The image was very heavy. Randal rubbed some of the dirt and red clay off, and found that the metal was yellow. He cut it with his knife; it was soft. He cleaned a piece, which shone bright and unrusted in the moonlight, and touched it with his tongue. Then he had no doubt any more. The image was gold!
Randal knew now that the old nurse had not been mistaken. With the help of the fairy water she had seen The Gold of Fairnilee. He called very softly to Jeanie, who came glimmering in her white robes through the wood, looking herself like a fairy. He put the image in her hand, and set his finger on his lips to show that she must not speak.
Then he went back to the great stone coffin, and began to grope in it with his hands. There was much earth in it that had slowly sifted through during the many years that it, had been buried. But there was also a great round bowl of metal and a square box.
Randal got out the bowl first. It was covered with a green rust, and had a lid; in short, it was a large ancient kettle, such as soldiers use in camp. Randal got the lid off, and, behold, it was all full of very ancient gold coins, not Greek nor Roman, but like such in use in Briton before Julius Caesar came.
The box was of iron. On the lid, in the moonshine, Jeanie could read the letters S. P. Q. R., but she did not know what they meant. The box had been locked, and chained, and clamped with iron bars. But all was so rusty that the bars were easily broken, and the lid torn off.
Then the moon shone on bars of gold, and on great plates and dishes of gold and silver, marked with letters, and with what Randal thought were crests. Many of the cups were studded with red and green and blue stones. And there were beautiful plates and dishes, purple, gold, and green; and one of these fell, and broke into a thousand pieces, for it was of some strange kind of glass. There were three gold sword-hilts, carved wonderfully into the figures of strange beasts with wings, and heads like lions.
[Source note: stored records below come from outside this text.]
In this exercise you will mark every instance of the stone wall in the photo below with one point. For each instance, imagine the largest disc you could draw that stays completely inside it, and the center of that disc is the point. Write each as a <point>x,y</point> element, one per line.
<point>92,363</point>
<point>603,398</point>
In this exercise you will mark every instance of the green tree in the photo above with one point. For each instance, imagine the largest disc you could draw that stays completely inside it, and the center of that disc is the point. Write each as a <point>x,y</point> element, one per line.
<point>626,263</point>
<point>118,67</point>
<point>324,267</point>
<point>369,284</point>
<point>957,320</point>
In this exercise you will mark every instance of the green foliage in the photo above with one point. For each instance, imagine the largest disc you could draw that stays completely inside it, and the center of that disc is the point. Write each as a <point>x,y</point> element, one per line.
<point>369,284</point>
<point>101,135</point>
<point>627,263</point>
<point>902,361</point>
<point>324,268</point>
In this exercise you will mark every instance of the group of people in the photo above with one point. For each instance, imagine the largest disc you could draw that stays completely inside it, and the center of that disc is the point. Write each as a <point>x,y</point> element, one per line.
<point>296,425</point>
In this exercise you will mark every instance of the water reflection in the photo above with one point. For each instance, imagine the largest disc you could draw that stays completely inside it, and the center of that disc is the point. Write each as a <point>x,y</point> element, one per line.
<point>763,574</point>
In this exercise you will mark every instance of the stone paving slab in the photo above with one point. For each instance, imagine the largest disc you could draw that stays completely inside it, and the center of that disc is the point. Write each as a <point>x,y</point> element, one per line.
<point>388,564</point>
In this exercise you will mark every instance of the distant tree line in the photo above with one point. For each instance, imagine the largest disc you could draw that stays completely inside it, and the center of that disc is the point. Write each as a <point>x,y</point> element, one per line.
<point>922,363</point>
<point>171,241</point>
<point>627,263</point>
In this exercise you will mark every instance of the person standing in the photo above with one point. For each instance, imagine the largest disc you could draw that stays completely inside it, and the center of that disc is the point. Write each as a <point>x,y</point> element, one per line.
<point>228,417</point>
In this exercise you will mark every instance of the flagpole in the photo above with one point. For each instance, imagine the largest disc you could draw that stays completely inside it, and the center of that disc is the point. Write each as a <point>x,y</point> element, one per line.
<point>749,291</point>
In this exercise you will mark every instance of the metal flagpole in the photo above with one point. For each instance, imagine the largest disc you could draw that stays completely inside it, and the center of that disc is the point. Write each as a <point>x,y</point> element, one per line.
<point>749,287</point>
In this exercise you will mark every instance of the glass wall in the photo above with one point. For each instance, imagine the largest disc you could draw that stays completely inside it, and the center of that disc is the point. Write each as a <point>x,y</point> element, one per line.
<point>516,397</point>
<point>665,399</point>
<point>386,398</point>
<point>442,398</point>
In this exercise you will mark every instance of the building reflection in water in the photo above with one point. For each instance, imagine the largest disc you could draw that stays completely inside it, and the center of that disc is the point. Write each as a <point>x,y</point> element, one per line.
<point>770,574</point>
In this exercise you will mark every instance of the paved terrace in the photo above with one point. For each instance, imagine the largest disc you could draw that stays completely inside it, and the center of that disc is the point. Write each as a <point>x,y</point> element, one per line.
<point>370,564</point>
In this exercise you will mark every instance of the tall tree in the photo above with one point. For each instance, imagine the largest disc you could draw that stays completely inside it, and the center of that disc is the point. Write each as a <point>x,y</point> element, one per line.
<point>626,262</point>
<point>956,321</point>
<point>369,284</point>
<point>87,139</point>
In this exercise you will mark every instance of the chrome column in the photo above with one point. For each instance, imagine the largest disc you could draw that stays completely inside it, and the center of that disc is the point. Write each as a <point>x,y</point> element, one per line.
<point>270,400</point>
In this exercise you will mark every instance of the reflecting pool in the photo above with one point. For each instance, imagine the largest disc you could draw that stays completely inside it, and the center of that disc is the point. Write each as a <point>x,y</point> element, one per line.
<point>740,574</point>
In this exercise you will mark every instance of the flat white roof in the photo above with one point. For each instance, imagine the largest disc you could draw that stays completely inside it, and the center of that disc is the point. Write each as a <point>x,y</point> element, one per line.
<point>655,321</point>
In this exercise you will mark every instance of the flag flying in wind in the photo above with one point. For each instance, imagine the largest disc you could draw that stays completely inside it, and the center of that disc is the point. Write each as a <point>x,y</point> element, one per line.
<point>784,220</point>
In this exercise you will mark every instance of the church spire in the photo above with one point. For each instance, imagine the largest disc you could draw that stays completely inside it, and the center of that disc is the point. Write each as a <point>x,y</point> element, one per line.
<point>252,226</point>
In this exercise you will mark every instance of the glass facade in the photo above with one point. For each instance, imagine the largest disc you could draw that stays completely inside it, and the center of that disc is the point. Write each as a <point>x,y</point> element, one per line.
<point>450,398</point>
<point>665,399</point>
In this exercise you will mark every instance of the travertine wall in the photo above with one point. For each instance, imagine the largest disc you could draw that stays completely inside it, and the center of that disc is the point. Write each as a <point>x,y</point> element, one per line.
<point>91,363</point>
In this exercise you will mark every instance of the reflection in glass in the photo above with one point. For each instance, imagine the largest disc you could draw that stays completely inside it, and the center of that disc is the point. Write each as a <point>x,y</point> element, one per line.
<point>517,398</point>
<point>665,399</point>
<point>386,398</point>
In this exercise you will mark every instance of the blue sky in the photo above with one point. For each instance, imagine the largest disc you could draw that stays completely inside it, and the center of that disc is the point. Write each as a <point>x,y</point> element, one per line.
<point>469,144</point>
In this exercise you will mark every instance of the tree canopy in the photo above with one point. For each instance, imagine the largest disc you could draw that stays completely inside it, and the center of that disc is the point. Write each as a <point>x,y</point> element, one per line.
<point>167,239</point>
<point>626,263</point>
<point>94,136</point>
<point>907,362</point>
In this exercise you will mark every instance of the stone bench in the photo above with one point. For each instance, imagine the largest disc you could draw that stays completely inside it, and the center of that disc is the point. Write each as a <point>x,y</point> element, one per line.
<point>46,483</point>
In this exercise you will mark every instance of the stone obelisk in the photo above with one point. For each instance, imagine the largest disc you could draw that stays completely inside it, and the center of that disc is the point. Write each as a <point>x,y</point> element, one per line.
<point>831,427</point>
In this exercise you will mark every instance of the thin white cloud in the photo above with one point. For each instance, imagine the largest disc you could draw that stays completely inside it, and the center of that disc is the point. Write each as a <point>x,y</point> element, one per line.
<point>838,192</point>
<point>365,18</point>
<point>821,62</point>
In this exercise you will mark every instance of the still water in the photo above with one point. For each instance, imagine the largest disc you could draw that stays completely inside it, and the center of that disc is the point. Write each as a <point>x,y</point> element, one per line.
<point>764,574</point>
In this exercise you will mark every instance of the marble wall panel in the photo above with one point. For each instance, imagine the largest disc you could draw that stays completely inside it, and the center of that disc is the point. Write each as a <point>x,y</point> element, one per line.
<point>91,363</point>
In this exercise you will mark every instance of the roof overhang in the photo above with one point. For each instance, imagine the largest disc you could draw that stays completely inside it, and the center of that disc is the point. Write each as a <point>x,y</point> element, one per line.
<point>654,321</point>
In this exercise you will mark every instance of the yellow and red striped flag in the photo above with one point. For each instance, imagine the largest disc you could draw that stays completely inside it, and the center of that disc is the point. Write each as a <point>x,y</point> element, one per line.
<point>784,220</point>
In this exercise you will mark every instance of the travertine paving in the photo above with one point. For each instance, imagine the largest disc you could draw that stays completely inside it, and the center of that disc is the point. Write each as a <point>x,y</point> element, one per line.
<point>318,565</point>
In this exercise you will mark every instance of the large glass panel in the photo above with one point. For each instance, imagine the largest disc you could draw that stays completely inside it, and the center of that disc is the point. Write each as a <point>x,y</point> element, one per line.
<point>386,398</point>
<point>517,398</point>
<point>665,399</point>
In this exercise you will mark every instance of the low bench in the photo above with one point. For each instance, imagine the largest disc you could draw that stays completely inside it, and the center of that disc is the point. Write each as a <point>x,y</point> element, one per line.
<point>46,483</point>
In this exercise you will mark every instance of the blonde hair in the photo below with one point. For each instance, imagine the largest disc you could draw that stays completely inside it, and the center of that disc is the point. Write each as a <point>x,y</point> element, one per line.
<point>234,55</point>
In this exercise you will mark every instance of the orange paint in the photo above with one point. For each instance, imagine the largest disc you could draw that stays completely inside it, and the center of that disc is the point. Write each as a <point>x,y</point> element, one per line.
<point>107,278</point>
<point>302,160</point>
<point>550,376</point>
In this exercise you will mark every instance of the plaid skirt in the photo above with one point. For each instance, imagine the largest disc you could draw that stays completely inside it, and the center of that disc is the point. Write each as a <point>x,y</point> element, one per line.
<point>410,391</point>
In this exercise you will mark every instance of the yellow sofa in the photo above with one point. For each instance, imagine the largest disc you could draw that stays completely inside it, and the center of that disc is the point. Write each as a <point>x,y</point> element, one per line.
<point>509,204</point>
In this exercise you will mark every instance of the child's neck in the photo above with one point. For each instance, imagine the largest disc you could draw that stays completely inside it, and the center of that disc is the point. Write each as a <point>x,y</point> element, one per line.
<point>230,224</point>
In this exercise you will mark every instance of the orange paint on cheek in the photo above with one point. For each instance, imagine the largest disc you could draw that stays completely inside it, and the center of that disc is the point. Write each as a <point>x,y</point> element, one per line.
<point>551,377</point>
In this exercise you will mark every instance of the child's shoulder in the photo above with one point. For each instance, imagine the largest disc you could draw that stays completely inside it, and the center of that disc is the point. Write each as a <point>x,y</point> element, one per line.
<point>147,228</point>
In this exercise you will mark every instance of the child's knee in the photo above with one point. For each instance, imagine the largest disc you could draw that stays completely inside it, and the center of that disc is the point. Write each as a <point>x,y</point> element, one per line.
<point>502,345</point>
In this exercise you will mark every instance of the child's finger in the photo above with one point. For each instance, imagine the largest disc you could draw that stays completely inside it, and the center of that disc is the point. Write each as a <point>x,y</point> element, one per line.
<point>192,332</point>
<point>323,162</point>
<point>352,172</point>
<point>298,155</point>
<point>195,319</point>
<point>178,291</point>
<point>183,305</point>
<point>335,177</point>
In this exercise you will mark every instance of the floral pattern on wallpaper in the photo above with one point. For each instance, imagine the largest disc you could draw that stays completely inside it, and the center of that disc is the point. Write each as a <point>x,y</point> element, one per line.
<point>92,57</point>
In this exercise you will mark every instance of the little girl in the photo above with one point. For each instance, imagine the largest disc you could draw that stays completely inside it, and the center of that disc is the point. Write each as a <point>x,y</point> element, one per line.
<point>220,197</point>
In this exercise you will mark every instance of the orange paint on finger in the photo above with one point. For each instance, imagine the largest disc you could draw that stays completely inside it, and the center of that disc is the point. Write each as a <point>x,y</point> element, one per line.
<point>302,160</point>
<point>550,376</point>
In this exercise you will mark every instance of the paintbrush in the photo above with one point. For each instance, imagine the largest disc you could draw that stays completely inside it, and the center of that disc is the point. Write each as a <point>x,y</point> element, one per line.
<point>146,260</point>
Randal and Jean looked at it and marvelled, and Jean sang in a low, sweet voice:
“Between the Camp o’ RinkAnd Tweed water clear,Lie nine kings’ ransomsFor nine hundred year.” *Nobody ever saw so much treasure in all broad Scotland.
Jean and Randal passed the rest of the night in hiding what they had found. Part they hid in the secret chamber of Fairnilee, of which only Jean and Lady Ker and Randal knew the secret. The rest they stowed away in various places. Then Randal filled the earth into the trench, and cast wood on the place, and set fire to the wood, so that next day there was nothing there but ashes and charred earth.
You will not need to be told what Randal did, now that he had treasure in plenty. Some he sold in France, to the king, Henry II., and some in Rome, to the Pope; and with the money which they gave him he bought corn and cattle in England, enough to feed all his neighbours, and stock the farms, and sow the fields for next year. And Fairnilee became a very rich and fortunate house, for Randal married Jean, and soon their children were playing on the banks of the Tweed, and rolling down the grassy slope to the river, to bathe on hot days. And the old nurse lived long and happy among her new bairns, and often she told them how it was she who really found the Gold of Fairnilee.
You may wonder what the gold was, and how it came there? Probably Father Francis, the good Melrose Monk, was right. He said that the iron box and the gold image of Fortune, and the kettle full of coins, had belonged to some regiment of the Roman army: the kettle and the coins, they must have taken from the Britons; the box and all the plate were their own, and brought from Italy. Then they, in their turn, must have been defeated by some of the fierce tribes beyond the Roman wall, and must have lost all their treasure. That must have been buried by the victorious enemy; and they, again, must have been driven from their strong camp at Rink, either by some foes from the north, or by a new Roman army from the south. So all the gold lay at Fairnilee for many hundred years, never quite forgotten, as the old rhyme showed, but never found till it was discovered, in their sore need, by the old nurse and Randal and Jean.